PD Editorial: Gun control effort: The best approach

As we've noted before, Rep. Mike Thompson, D-St. Helena, is the right person to be at the forefront of efforts to strengthen the nation's gun control laws.

"I'm a gun guy," Thompson said during a recent meeting with The Press Democrat Editorial Board. "I'm not going to give my guns up, and I don't expect anybody else to have to do that."

As he has noted at recent public hearings and media interviews, he believes that there's plenty of room for both a strong Second Amendment right to own guns as well as sound restrictions on the types of weapons in circulation and how they can be acquired.

Thompson, chairman of a congressional task force on gun violence, notes that there were 600,000 guns sold in California alone in 2011, in a state that has among the strongest gun control laws in the nation. He uses that figure to underscore his assertion that the government is not coming to confiscate weapons from law-abiding citizens.

Nevertheless, the renewed effort for gun legislation - in the wake of the monstrous mass slaying of children in Newtown, Conn., 2? months ago - is and should be focused on keeping weapons out of the hands of those most at risk.

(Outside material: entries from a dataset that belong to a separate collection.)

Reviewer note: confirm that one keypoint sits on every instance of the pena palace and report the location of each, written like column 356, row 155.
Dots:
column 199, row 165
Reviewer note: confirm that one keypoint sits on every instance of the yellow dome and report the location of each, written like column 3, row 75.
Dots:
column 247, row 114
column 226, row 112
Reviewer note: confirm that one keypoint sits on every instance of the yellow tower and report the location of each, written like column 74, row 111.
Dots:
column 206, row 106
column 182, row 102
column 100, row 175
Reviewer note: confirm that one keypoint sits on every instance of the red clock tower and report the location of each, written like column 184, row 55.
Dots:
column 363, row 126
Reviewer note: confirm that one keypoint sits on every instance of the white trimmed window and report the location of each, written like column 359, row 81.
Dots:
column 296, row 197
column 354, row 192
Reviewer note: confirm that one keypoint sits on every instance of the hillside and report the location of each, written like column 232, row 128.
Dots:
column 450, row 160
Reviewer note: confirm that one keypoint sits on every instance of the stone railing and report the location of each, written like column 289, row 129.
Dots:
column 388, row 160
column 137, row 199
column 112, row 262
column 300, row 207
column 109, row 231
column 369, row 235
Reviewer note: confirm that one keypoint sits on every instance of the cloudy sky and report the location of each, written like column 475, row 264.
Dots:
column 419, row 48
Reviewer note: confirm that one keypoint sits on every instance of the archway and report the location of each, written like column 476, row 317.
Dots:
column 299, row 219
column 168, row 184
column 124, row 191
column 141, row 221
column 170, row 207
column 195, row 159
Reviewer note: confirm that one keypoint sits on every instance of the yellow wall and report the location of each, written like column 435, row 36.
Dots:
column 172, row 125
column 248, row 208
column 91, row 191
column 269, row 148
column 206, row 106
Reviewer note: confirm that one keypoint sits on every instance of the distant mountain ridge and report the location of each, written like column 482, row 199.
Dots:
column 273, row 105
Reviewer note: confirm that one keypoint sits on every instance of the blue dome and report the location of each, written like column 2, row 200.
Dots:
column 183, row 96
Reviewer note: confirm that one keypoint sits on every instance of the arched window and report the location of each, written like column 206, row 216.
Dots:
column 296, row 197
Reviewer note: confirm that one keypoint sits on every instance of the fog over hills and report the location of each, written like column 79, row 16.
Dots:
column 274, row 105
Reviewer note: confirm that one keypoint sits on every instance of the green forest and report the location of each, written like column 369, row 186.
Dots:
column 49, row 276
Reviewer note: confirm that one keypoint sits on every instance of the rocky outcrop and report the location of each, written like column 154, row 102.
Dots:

"If we can stop someone from getting a gun who shouldn't have a gun, that's real progress," Thompson said.

Toward that end, Thompson and his committee are recommending a number of legislative changes including measures that would strengthen rules on background checks, would require that the national background check database be kept up to date and would crack down on illegal straw-purchases. These concern guns sales made by people with no criminal history who then hand over the guns to someone who is prohibited from buying weapons.

In addition, last week, Thompson and Rep. Jackie Speier, D-San Mateo, introduced legislation that seeks to remove guns from convicted criminals and those considered to be dangerously mentally ill. The bill calls for a grant program to help states launch systems such as one that has existed in California since 2001 and has successfully seized 10,000 guns from individuals who are prohibited from having them.

The program is meant for those cases where an individual legally bought a gun but was later determined, by the result of a criminal conviction or being deemed to be mentally ill to the point of posing a safety risk, to be prohibited by law from possessing firearms.

"This bill does nothing to limit a law-abiding citizen's Second Amendment rights," said Thompson in a statement in introducing the bill, HR 848. "It simply gives states an incentive to develop successful programs that will keep guns out of the hands of people we all agree shouldn't have them."

The wait for a legislative response to the massacre at Newtown has now entered its third month. In addition to being the right person, Thompson is taking the right approach, in focusing on keeping guns out of unstable hands. One hopes this is an approach that even the National Rifle Association can get behind.